When inventor Charles Hall first tried to patent his design for a modern waterbed in 1968, he quickly learned that truth can be just as strange as (science) fiction. It turned out that sci-fi writer Robert Heinlein, author of novels such as Stranger in a Strange Land and Starship Troopers, had already described waterbeds in several of his works. Even though Heinlein’s literary creations never actually existed, the U.S. Patent Office initially denied Hall a patent due to the existence of Heinlein’s detailed descriptions. Heinlein, who had been hospitalized for months with pulmonary tuberculosis as a young man, wrote in great detail about a more comfortable bed filled with water. In 1971, Hall was finally awarded a patent for his invention, which he described as “liquid support for human bodies.”

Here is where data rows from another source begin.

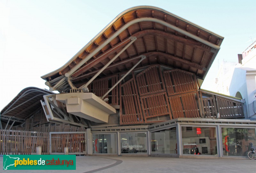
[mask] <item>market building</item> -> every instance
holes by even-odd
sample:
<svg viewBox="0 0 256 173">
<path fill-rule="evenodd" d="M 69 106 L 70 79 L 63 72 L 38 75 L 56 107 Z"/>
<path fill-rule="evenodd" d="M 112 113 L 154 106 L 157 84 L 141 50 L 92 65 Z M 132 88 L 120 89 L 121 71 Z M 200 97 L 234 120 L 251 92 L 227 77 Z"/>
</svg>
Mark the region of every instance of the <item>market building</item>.
<svg viewBox="0 0 256 173">
<path fill-rule="evenodd" d="M 223 39 L 157 7 L 125 11 L 41 77 L 50 91 L 37 89 L 34 100 L 22 91 L 1 111 L 1 137 L 12 138 L 1 152 L 24 153 L 17 133 L 37 139 L 28 154 L 41 146 L 46 154 L 245 156 L 256 121 L 243 100 L 200 89 Z"/>
</svg>

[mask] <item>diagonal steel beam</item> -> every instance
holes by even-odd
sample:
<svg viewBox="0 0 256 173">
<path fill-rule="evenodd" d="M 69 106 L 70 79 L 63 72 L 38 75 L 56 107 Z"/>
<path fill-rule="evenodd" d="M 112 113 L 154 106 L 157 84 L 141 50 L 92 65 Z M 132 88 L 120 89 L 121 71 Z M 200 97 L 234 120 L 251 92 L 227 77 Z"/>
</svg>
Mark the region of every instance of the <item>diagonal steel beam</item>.
<svg viewBox="0 0 256 173">
<path fill-rule="evenodd" d="M 107 67 L 108 66 L 110 65 L 110 64 L 112 63 L 112 62 L 114 61 L 116 59 L 116 58 L 117 58 L 118 57 L 119 57 L 119 56 L 124 52 L 124 51 L 126 49 L 128 48 L 128 47 L 129 47 L 129 46 L 130 46 L 131 44 L 132 44 L 132 43 L 134 42 L 135 42 L 135 41 L 137 39 L 137 38 L 135 37 L 131 37 L 130 38 L 130 39 L 131 39 L 131 41 L 129 43 L 128 43 L 126 45 L 124 46 L 124 47 L 121 50 L 121 51 L 119 52 L 118 53 L 116 54 L 116 55 L 115 56 L 115 57 L 113 58 L 112 58 L 111 60 L 109 61 L 104 67 L 102 67 L 100 69 L 100 70 L 97 73 L 95 74 L 95 75 L 93 76 L 93 77 L 92 77 L 92 78 L 87 82 L 87 83 L 86 83 L 85 84 L 82 86 L 80 87 L 79 87 L 79 88 L 83 88 L 84 87 L 84 88 L 87 87 L 88 86 L 88 85 L 89 85 L 89 84 L 90 83 L 91 83 L 92 82 L 92 81 L 93 81 L 93 80 L 94 80 L 95 79 L 95 78 L 96 78 L 97 77 L 97 76 L 98 76 L 101 73 L 103 72 L 103 70 L 105 70 Z"/>
</svg>

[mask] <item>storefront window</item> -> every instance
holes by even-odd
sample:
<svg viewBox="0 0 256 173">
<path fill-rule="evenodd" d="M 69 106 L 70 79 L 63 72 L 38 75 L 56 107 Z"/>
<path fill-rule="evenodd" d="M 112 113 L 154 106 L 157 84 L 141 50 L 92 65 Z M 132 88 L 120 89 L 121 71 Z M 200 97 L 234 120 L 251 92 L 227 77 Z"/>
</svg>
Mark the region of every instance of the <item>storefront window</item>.
<svg viewBox="0 0 256 173">
<path fill-rule="evenodd" d="M 121 133 L 121 153 L 147 153 L 147 134 L 146 132 Z"/>
<path fill-rule="evenodd" d="M 116 135 L 92 135 L 92 153 L 116 153 Z"/>
<path fill-rule="evenodd" d="M 152 154 L 177 154 L 176 128 L 152 132 L 151 152 Z"/>
<path fill-rule="evenodd" d="M 223 155 L 246 156 L 249 143 L 256 145 L 255 129 L 221 128 Z"/>
<path fill-rule="evenodd" d="M 217 155 L 215 127 L 182 126 L 181 134 L 183 154 Z"/>
</svg>

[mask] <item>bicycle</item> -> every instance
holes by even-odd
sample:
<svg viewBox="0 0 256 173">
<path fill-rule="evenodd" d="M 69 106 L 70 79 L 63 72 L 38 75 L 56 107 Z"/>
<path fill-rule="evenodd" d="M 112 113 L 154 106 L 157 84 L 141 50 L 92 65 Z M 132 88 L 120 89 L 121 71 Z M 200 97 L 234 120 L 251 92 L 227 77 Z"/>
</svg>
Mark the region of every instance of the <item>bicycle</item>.
<svg viewBox="0 0 256 173">
<path fill-rule="evenodd" d="M 247 155 L 250 159 L 255 160 L 256 159 L 256 153 L 255 152 L 256 147 L 252 146 L 252 143 L 250 142 L 249 144 L 251 145 L 251 151 L 248 152 Z"/>
</svg>

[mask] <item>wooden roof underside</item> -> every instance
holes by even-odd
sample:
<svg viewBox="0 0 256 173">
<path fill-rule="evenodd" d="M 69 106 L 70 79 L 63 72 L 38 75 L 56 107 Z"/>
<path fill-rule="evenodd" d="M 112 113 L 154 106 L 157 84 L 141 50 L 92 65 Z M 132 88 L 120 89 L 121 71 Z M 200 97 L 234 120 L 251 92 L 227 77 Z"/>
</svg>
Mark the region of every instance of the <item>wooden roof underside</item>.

Making waves with waterbeds:
In 1833, long before Hall and the modern waterbed, Scottish physician and inventor Neil Arnott filled a rubber canvas with bathwater as a way to prevent bedsores in hospital patients.
At its peak in the 1980s, the waterbed industry was worth $2 billion USD; approximately one out of every four mattresses sold was a waterbed.
A king-size waterbed in the 1980s could weigh as much as 1,600 pounds (726 kg). Most landlords still don’t allow waterbeds because of the potential for damage.